The composition is dominated by cell lysate (30%) and potassium glutamate (22.5%), indicating that the system strongly mimics intracellular conditions and provides sufficient enzymatic machinery for transcription and translation. The presence of ribose (9.2%) and glucose supports a metabolically sustained system, enabling prolonged protein synthesis over a 36-hour incubation.

  1. Translation and Folding Efficiency

The increased magnesium glutamate concentration (8.85 mM) suggests enhanced ribosomal activity and improved translation efficiency. Magnesium ions are critical cofactors for ribosome stability and enzymatic reactions, meaning this adjustment likely promotes better protein folding and higher protein yield.

  1. Energy Sustainability

The elevated glucose (2.25 g/L) and ribose (13.5 g/L) concentrations indicate a system optimized for long-term energy regeneration and nucleotide synthesis. This supports continuous ATP production and RNA synthesis, which are essential for sustained protein expression.

  1. Metabolic Support

The presence of nicotinamide (3.75 mM) enhances metabolic stability by supporting NAD⁺ regeneration, which is essential for redox balance and energy metabolism within the lysate.

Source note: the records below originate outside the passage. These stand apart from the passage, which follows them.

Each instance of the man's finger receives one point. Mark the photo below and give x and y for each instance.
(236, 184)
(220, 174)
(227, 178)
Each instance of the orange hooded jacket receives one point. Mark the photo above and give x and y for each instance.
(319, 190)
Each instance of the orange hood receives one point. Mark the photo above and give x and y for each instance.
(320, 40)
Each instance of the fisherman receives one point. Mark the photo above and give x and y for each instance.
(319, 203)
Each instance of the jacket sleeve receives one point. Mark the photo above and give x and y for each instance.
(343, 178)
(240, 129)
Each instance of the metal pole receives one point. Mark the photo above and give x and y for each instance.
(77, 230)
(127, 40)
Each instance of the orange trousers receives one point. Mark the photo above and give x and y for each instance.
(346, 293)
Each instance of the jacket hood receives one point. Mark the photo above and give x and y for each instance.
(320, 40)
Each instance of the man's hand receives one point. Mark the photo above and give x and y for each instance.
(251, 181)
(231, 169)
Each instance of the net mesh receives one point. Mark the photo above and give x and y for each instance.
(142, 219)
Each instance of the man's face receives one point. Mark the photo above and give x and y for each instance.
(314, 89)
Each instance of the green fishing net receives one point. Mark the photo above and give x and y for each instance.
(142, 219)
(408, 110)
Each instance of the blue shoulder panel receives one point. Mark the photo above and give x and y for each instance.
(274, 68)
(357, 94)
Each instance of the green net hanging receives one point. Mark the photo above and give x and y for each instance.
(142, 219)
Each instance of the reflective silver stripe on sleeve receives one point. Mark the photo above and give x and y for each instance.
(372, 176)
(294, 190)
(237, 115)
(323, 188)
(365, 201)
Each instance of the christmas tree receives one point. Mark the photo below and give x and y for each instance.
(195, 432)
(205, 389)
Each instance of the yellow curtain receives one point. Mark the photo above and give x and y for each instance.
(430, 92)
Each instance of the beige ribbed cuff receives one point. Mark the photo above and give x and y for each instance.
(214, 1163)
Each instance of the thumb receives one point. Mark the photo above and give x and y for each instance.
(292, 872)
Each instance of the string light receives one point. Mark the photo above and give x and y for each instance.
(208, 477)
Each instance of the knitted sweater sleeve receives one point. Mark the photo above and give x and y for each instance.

  1. Limitation in Supplement Strategy

Although key reagents were added, the supplemental volumes are relatively low, and a significant portion (1.325 µL) is still allocated to nuclease-free water. This may dilute the effect of critical reagents such as magnesium and glucose, potentially limiting the overall improvement in fluorescence.

  1. Expected Outcome

This composition is expected to produce moderate to high fluorescence output, particularly for proteins that benefit from sustained energy supply and improved folding conditions (e.g., mRFP1). However, the relatively small increase in key supplements may prevent the system from reaching maximum fluorescence potential.